シードステージやアーリーステージへの投資は行わない大手ベンチャーキャピタルも多い中で、サイバーエージェント・キャピタルはかなり積極的な姿勢を見せているように思えます。

主にシードステージやアーリーステージのベンチャー企業に投資を行っているサイバーエージェント・キャピタルですが、ミドルステージ、レイターステージでも人事制度や構築の支援、事業提携支援、アジア・グローバル進出支援、イグジット戦略についてもサポート体制が敷かれています。

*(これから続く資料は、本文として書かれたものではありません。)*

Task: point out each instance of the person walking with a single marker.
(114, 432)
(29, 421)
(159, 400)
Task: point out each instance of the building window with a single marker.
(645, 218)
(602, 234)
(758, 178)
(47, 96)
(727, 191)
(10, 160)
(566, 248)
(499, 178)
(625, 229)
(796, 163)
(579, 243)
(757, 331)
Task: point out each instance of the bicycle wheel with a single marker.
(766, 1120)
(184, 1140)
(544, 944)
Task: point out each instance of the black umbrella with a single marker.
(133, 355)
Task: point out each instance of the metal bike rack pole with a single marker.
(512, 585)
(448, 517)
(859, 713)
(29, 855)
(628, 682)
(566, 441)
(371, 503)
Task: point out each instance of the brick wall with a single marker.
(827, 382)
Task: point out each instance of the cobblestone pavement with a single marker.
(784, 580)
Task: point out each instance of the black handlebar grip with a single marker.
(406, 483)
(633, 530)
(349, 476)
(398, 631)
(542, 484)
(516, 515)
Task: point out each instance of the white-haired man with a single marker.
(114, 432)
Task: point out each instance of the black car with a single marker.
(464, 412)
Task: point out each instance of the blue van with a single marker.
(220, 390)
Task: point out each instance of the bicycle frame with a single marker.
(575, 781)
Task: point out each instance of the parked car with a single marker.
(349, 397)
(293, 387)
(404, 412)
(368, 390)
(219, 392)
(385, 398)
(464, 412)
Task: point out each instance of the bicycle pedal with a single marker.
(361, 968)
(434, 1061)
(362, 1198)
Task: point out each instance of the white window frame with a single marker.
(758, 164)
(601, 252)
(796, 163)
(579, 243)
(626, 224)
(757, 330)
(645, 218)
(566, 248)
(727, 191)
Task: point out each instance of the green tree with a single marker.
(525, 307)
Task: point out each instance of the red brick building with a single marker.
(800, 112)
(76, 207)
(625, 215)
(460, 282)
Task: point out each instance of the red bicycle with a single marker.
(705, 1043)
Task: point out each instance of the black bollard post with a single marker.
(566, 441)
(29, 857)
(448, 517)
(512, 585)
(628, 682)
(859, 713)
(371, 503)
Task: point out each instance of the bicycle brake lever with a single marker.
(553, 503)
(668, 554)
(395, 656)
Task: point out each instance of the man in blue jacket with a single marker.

また、株式の20%以上を持たないようにするという投資スタンスを保っていきたいということについても以前語られていました。

サイバーエージェント・キャピタルのイベント一覧

サイバーエージェント キャピタル vc

サイバーエージェント・キャピタルは主催のイベントもいくつか行っています。招待制の日本最大級の資金調達・業務提携ステージや事業会社とITベンチャーの共創促進ステージ、上場企業経営者、投資先同士の知見共有の場など、今後のビジネスにつなげていくきっかけになりえる非常に重要な場であると言えます。

ベンチャーキャピタルとコンタクトを取るためにはベンチャーキャピタルのホームページから連絡をするという方法もありますが、やはりこのようなイベントで直接顔見知りになるということは、後の出資に非常に有利に働きます。

  • RISING EXPO(日本)…国内外の有力ベンチャーキャピタルや大手企業会社が一堂に会する日本最大級の資金調達・事業提携イベント。選考を通過したベンチャー企業は100名以上の有力者にネットワーキングやプレゼンを行う機会が得られる。
  • CROSSOVER(日本)…招待制のイベントで、事業会社とベンチャー企業の共創促進を目的としている。
  • CAC JAM(日本)…支援先のベンチャー企業に限定した定期開催の勉強会。
  • NET IMPACT(海外)…既に実績を上げている起業家やI界のキーマンが最先端のIT・インターネットについての情報を現地起業家に対して提供。
  • CAC Salon(海外)…サイバーエージェント・キャピタルが注目している部分について、キャピタリストと起業家の間で定期的な意見交換を行う。

まとめ

サイバーエージェント・キャピタルはITやインターネット関連に強みのあるサイバーエージェントを親会社に持つベンチャーキャピタルであり、シードステージやアーリーステージと、まだ駆け出しの段階のベンチャー企業にも投資を行っています。

ITやインターネットビジネスの分野は他の大手ベンチャーキャピタルも注目し出資に力を入れていますが、インターネットビジネスに特化したサイバーエージェント・キャピタルから出資を受けることは非常に大きな強みになることでしょう。サイバーエージェント・キャピタルは世界各国に拠点を持ち、グローバルに活躍出来るベンチャー企業を育てたいと考えているため、アプローチする時には海外での経営戦略についても事業計画に盛り込んでおくといいかもしれません。